From an early age, Sandy McLachlan has been captivated by the majesty of Hornby Island and the hidden world locked in stone beneath the waves of her shimmering shores. Over 120 years of beach combing has seen Hornby surrender an astounding array of fossils with some of the greatest preservation in the North Pacific. This presentation will touch on recent advances in our understanding of the island’s ancient ecosystem and the importance of our local fossil heritage.
Sandy is a paleontologist completing his MSc through the School of Earth and Ocean Sciences at the University of Victoria. A research associate with the Royal BC Museum, Sandy is actively investigating invertebrate and microfossil insights into the West Coast Cretaceous fossil record.
Thursday, July 27th – John Nemy, “A preview of the upcoming Total Solar Eclipse, August 21, 2017”
John Nemy, public astronomer from Island Stars Observatory on Hornby island, BC, will present a show about eclipses and the upcoming Total Solar Eclipse. Learn how to safely observe your star, Sol the sun and what you might expect to see from Hornby Island or from the “Path of Totality”! There will be music, images and live narration about the lives of stars and how living next to a star shapes our lives on planet Earth.
Thursday, August 10th – Art Martell, “Bird Walk – Hearing, seeing and enjoying our local birds”.
Meet at Helliwell Provincial Park at 9:00 am. The walk will be about 3 km. and take about 2 hours. Bring binoculars if you have them. No dogs please.

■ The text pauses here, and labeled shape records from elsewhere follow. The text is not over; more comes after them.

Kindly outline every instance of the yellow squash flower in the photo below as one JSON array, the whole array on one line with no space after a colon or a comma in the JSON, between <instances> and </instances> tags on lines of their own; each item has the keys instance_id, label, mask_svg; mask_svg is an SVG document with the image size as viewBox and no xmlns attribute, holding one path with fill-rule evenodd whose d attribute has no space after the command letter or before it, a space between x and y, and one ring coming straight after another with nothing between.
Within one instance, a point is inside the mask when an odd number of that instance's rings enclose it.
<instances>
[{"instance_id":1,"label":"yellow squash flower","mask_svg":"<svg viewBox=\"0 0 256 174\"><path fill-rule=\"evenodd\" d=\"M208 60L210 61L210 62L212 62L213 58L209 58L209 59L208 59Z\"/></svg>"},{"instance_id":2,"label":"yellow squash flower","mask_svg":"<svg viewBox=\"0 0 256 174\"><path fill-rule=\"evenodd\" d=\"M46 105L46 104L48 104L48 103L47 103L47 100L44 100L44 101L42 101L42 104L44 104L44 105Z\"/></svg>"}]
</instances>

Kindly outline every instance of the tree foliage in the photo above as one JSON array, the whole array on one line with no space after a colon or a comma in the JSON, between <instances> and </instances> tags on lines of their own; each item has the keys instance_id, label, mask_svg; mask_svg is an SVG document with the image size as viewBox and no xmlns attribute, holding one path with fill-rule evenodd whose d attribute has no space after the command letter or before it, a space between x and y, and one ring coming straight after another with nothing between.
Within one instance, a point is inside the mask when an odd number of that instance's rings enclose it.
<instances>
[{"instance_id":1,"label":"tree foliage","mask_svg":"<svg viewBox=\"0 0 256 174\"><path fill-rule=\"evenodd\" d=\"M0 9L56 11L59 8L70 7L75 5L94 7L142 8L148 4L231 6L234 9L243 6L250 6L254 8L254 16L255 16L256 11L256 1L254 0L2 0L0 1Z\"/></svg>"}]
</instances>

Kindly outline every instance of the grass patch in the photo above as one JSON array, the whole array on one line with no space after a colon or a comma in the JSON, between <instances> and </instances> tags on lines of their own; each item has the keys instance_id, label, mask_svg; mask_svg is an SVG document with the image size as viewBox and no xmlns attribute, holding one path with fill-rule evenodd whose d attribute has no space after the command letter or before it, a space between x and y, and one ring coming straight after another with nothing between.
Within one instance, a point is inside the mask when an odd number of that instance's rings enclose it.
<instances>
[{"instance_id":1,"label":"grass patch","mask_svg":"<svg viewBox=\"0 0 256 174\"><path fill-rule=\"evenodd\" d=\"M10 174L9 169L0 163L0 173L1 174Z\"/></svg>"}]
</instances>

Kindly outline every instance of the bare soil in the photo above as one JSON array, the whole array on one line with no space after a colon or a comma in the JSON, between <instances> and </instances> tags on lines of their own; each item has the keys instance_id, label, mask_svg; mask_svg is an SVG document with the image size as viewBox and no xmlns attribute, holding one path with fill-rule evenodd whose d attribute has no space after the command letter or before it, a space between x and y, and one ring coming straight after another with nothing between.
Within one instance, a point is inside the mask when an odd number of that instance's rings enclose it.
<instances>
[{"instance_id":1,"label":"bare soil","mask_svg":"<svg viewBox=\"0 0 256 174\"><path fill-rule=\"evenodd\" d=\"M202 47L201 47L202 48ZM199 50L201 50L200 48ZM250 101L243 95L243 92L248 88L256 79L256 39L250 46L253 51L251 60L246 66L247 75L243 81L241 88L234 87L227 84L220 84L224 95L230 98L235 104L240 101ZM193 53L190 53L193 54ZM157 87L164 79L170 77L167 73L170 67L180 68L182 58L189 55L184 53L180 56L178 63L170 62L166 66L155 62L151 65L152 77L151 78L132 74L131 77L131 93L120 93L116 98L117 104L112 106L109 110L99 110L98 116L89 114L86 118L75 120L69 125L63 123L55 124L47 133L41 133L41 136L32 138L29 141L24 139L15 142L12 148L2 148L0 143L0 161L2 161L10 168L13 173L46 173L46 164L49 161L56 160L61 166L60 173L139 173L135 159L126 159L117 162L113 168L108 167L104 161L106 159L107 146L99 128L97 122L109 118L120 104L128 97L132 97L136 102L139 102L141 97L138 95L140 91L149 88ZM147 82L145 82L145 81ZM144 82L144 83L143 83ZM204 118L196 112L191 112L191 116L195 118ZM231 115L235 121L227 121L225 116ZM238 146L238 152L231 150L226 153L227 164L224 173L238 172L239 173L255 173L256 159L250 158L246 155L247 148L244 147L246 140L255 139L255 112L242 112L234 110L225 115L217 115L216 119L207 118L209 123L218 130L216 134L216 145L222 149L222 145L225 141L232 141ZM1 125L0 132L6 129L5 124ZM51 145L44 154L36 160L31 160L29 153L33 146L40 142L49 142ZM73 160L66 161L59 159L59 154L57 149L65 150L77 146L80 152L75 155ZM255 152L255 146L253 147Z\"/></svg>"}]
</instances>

Art Martell is retired in the Comox Valley and has had a cabin on Hornby Island for over 25 years. He is the Volunteer Caretaker for the K’omoks Important Bird Area and is active in the Comox Valley Birders Group, BC Field Ornithologists, and Bird Studies Canada. Art was also a Regional Coordinator for the BC Breeding Bird Atlas. Before retirement, Art worked as a wildlife research scientist and manager with Canadian Wildlife Service and was the first Canadian National Coordinator for the North American Bird Conservation Initiative. Art is a keen birder who enjoys birding locally, nationally and internationally.
Thursday, August 17th – Jane Watson, “Sea otters – A very natural history”.
Sea otters, prized for their thick fur, were hunted to extinction in British Columbia in a commercial fur trade that started in the late 1700s and lasted until sea otters were protected in 1911. Otters were reintroduced to BC from 1969 to 1972 when 89 Alaskan sea otters were released off the northwest coast of Vancouver Island in a series of three translocations. Since their “repatriation”, the Canadian sea otter population has grown and spread; today there are over 5000 sea otters along the outer coast of BC and north end of Vancouver Island. The return of sea otters, which has resulted in dramatic changes to coastal ecosystems, has not been without controversy. Sea otters depend on a thick fur and a prodigious appetite to stay warm in their chilly ocean environment and it is these two features – their luxurious fur coats and enormous appetites – that have made sea otters both loved and hated. In this talk, we will explore the biology and ecology of this important and charismatic species– in what is truly a very natural history.
Jane Watson grew up on the BC coast, and knew from a very early age that she wanted to be marine biologist. She completed her B.Sc. at the University of British Columbia in 1981 and her Ph.D. at the University of California at Santa Cruz in 1993. She recently retired from teaching biology at Vancouver Island University but remains active in research. She has spent more than 30 summers studying sea otters and kelp on the west coast of Vancouver Island.